Air quality study could impact power plant, car use one day

hduncan@macon.comDecember 7, 2012 

Air experts at Georgia Tech have launched a three-year project to predict how individual controlled forest fires affect daily air quality.

The research, funded by a $500,000 grant from the federal Environmental Protection Agency, could serve as a model for other states trying to balance two important duties: protecting people from air pollution and protecting them from wildfire.

And eventually it could have broader implications for managing power plants and auto pollution differently on days when air quality is poor.

Michael Chang, who is coordinating the air quality aspects of the study for Georgia Tech, said the goal is to better predict when it’s safe for controlled burns, which preserve forest health and prevent buildup of dead wood that makes wildfires more destructive.

Although Georgia Tech has been creating air quality models since 1996, only in the last few years has the Georgia Forestry Commission computerized its burn permits into a database, Chang said.

Until then, a group of controlled burns might be permitted for one day in the same area by regional foresters in different offices. Although they would not be significant separately, together they could harm air quality.

Now, Georgia Tech forecasters can look at burn permits in real time, automating them into their existing models, perhaps flagging days when burning conditions are good but acreage should be limited to protect people from breathing unsafe air.

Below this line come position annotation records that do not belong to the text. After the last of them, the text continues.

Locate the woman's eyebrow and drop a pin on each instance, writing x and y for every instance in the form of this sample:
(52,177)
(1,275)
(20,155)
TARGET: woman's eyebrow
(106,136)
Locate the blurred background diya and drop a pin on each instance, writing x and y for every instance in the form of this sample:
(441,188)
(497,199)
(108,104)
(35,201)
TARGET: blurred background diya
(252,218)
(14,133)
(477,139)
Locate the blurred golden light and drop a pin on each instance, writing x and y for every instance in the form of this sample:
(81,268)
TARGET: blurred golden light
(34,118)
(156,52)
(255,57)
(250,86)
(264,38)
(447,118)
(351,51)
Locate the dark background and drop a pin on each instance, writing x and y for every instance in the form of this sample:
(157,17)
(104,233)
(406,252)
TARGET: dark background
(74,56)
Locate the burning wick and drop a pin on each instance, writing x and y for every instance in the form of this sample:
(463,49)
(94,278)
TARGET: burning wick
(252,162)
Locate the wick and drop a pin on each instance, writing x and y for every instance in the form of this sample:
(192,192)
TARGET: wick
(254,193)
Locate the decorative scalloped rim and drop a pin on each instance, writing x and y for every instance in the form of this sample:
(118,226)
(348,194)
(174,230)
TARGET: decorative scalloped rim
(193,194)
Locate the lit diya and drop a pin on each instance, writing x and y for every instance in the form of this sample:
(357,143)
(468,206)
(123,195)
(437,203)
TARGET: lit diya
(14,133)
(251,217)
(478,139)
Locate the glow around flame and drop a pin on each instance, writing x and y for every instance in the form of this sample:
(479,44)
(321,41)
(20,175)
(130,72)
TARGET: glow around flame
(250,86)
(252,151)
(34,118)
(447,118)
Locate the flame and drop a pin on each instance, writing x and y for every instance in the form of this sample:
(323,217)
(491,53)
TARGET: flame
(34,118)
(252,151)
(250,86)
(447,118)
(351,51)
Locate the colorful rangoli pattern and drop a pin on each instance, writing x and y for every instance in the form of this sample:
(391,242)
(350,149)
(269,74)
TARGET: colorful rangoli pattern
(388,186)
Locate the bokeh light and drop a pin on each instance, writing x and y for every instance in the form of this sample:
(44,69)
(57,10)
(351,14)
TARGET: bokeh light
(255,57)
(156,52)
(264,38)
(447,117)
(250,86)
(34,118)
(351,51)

“More importantly, it might open up new windows for when we can burn, because we know prescribed burning is a valuable system for managing lands, particularly in long-leaf pine forests and other Georgia ecosystems,” Chang said.

The longleaf pine forests, which once covered a large swath of Georgia, depend on fire and host an unusually large number of species, including many that are now threatened or endangered.

Now, prescribed burns are banned in 54 counties around Macon and Atlanta from May until the end of September, effectively allowing burns during only half of the year. If air quality models were perfected, some burns could be allowed on days during that blackout period when the atmosphere is likely to be able to handle the pollution.

“It marks a new type of air quality management that we haven’t done in the state,” Chang said. “In the past, there’s always been this kind of heavy-handed regulatory requirement,” but this would add flexibility.

Targeting power plants, cars, too

And it could open the door to similar flexible management of air pollution from power plants and cars, Chang said.

For example, the state could work out a system to tell Georgia Power to focus power generation at certain plants on certain days. On days when air quality is expected to be poor, the company could burn coal primarily at plants downwind of state population centers.

“Right now, those decisions are based wholly on economic factors: Which costs Georgia Power less to run?” Chang said. “But what if you could make those decisions based on maximizing health of the people in the region? How might that change where you choose to fire up that power plant? Or drive your car? Where you live? Where you build parks?”

But he noted this ability might have a “dark side”: Dirty, old power plants might be able to run longer if companies figure out how to operate them in a way that allows them to continue polluting, but mostly at times when the impact is less.

“Is that a good thing?” Chang mused. “Maybe not. We’ll have to think about that.”

When it comes to prescribed burning, the refined forecasting could be a boon, forest managers say.

“I’m hoping the models will find prescribed burning isn’t having enough impact to create a need for a five-month ban on forestry burning,” said Frank Sorrells, chief of forest protection for the Georgia Forestry Commission. “Because the benefits far outweigh the effects on air quality.”

Given that there are 5,000 to 8,000 wildfires a year, Sorrells said increasing the amount of controlled burns generally reduces the number and intensity of wildfires. Controlled burns also reduce overcrowding that can leave trees stressed and vulnerable to insects and disease.

Sorrells said the forestry commission has spent about $80,0000, mostly with federal grants, on further improving its technology to allow real-time mapping of all fires in the state, as well as the location of planes and fire suppression equipment. He said he expects completing the effort will cost about as much more.

Nathan Klaus, a wildlife biologist for the Georgia Department of Natural Resources, coordinates prescribed fires on state-controlled land in Middle Georgia. He noted that historically, Georgia’s forests evolved with frequent fires during the growing season, including all the months of the burn ban. Controlled burns during warm months can halve the amount of time needed to kill the roots of hardwood trees that encroach on longleaf pine forests.

And Klaus said it’s been hard to restore grasslands at Panola Mountain State Park south of Atlanta because the grasses won’t set seeds until after a late spring fire -- almost an impossibility since the burn ban.

Some rare Georgia animals are even harmed by fires during the winter, when most controlled burns are now scheduled.

For example, gopher frogs, like those found around fishless ponds in Taylor County, mate during winter and have been documented being killed by winter fires, Klaus said.

It’s also tough for federal wildlife managers to get all the burns needed on the Piedmont National Wildlife Refuge north of Macon and nearby Oconee National Forest.

“You can’t burn them at the same time because they’re so big and close together,” Klaus said. “If this model could give them more opportunities, that kind of information could really help them.”